成年後見制度とは。デメリットも知っておこう。

こちらにも関連記事を書いていますのでご覧ください。

「成年後見制度」とは「法定後見制度」と「任意後見制度」の総称です。

今回は任意後見制度を中心に書いていきます。

 

 

任意後見制度に出てくる3人の登場人物

  1. 本人(被後見人):将来認知症などで判断能力が低下した時にどうしようと考えている人
  2. 任意後見人:被後見人の判断能力が低下し、後見人が必要になったときに後見人になれる人
  3. 任意後見監督人:任意後見人をチェックする人兼相談役

 

本人(被後見人)

よくあるケースとしては、将来的に認知症になったらどうしようと考える高齢の親世代。

任意後見制度を利用するには、今現在認知症でないなどの判断能力が低下していないことが重要です。

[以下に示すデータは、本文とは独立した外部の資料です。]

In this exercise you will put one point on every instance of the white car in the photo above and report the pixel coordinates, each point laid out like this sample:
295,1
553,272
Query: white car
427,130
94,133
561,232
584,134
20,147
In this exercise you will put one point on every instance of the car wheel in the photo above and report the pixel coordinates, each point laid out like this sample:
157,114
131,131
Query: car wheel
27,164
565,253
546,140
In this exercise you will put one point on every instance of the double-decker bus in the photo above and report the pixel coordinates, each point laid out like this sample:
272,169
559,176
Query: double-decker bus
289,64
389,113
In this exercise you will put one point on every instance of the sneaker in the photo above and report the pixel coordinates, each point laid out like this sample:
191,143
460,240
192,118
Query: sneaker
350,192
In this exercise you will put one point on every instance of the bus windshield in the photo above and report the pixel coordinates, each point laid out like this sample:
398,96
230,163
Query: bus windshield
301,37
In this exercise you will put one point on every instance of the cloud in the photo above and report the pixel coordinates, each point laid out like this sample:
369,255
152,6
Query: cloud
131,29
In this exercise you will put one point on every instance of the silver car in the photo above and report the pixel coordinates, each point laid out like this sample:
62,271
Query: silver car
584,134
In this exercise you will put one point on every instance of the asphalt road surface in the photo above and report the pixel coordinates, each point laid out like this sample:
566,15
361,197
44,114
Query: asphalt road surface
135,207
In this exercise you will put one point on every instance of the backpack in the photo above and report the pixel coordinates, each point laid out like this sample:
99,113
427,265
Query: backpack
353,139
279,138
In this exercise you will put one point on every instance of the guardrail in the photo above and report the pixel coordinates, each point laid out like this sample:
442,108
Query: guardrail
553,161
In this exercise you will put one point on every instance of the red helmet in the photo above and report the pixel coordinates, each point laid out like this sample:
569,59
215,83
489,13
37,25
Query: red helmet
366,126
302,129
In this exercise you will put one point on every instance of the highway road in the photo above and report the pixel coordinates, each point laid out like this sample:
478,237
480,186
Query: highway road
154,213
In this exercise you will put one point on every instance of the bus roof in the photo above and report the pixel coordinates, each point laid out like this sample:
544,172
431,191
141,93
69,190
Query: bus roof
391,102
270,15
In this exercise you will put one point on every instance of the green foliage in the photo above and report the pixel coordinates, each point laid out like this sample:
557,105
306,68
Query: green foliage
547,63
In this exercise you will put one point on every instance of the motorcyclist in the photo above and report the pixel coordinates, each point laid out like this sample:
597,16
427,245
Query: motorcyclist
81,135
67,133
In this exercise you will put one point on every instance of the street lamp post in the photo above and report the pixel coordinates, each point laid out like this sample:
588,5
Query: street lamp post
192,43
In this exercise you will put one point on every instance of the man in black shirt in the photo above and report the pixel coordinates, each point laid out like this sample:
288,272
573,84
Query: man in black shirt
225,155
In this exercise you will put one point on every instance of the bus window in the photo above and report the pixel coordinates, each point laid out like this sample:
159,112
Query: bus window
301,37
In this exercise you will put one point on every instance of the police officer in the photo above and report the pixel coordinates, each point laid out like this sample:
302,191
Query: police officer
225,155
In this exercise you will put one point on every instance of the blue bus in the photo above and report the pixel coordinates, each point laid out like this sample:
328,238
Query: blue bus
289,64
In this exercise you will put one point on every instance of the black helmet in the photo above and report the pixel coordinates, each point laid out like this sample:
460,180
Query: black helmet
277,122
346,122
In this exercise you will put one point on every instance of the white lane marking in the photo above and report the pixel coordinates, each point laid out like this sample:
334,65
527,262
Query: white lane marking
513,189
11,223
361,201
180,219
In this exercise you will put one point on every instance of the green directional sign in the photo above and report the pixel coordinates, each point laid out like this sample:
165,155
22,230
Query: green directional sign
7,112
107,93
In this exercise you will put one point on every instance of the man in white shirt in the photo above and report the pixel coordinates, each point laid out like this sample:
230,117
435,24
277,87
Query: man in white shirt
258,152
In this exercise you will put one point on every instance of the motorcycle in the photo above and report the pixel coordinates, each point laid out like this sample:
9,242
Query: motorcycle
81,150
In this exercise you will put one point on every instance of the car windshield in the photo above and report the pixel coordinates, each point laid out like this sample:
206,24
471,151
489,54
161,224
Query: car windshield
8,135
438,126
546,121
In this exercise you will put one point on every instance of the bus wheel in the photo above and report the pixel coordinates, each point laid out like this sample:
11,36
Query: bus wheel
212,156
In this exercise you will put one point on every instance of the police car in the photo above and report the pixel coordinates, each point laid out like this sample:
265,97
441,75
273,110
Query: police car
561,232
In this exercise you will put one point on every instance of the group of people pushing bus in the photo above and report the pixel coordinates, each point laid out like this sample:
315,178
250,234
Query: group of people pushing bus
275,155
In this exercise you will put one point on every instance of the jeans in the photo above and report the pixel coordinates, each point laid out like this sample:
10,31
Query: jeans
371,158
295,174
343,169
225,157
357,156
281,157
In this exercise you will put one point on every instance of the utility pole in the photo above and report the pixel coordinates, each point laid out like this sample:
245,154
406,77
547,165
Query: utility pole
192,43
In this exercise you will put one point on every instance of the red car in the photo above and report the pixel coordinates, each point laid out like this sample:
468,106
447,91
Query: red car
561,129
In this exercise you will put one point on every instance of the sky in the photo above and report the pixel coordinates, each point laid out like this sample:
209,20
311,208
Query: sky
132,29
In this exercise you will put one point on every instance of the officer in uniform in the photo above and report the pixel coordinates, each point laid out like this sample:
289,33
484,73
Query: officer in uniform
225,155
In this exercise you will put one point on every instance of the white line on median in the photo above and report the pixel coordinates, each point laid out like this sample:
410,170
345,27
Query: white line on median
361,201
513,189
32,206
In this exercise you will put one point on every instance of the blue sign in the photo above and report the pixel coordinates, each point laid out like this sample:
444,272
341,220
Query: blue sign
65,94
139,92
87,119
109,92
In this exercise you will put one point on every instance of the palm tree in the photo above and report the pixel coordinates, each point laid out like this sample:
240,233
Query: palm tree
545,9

「契約」を結ぶことができる判断能力があることが条件です。

すでに今すぐにでも後見人が必要な方は任意後見制度は使えません。

「任意後見契約」を結ぶことができないからです。

この場合は「法定後見制度」を利用するしかなくなってしまいます。

 

任意後見人

本人の後見人になる人です。

高齢の親の例だと、子供が後見人になることが多いです。

子供でなくても、血縁関係になくても後見人になれます。

未成年者、判断能力の低下した人、破産者、行方不明者など任意後見人に適さない人以外であれば大丈夫です。

 

法定後見人と大きく違うのは、本人が「この人がいい」と思う信頼できる人が後見人になれる点です。

本人が「任意」の人を後見人に選ぶことができるので「任意後見制度」と呼ばれます。

 

報酬は、本人との間で折り合いがつくのであれば無償でも問題ありません。

 

法定後見制度の場合は、家庭裁判所が決定した見ず知らずの専門職(行政書士、司法書士、弁護士など)が後見人になることもあります。

法定後見制度を利用すると、本人が亡くなるまでずっとこの法定後見人が本人の財産の管理をすることになります。

本人の財産の使い方の決定権は家族ではなく、この法定後見人がもつことになるのです。

法定後見人が本人のためにとる行動については、家族の同意を得る必要がありません。

つまり、後見人は家族の意向や意見を聞く必要がないのです。

だからといって、家族はこの法定後見人を交代させることはできません。

法定後見人が交代する場合とは、後見業務が遂行できなくなる場合などに限られます。

 

さらに、法定後見人への報酬も数万円発生します。

報酬の参考額はこちら。

成年後見制度のお話~親が認知症になったら?後見業務とはなにをするの?~

 

任意後見監督人

任意後見人の監督や、相談役となる人です。

任意後見人が好き勝手しないよう見張ります。

こちらは家庭裁判所が選任し、報酬を決めることになります。

無償ということはないでしょう。

 

こう聞くと、法定後見人と任意後見監督人は何が違うのか?と思われるかもしれません。

私は、本人に対してかかわり方が直接的か間接的かの違いだと思っています。

任意後見人は本人に対して「家族の立場」としてもかかわっていけます。

そこに任意後見監督人が付くとはいえ、任意後見人は本人の立場も家族としての立場も考慮に入れることができるでしょう。

 

ステップ1

ステップ1

本人の判断能力があるうちに、任意後見人となる人(任意後見受任者)を選び契約を結びます。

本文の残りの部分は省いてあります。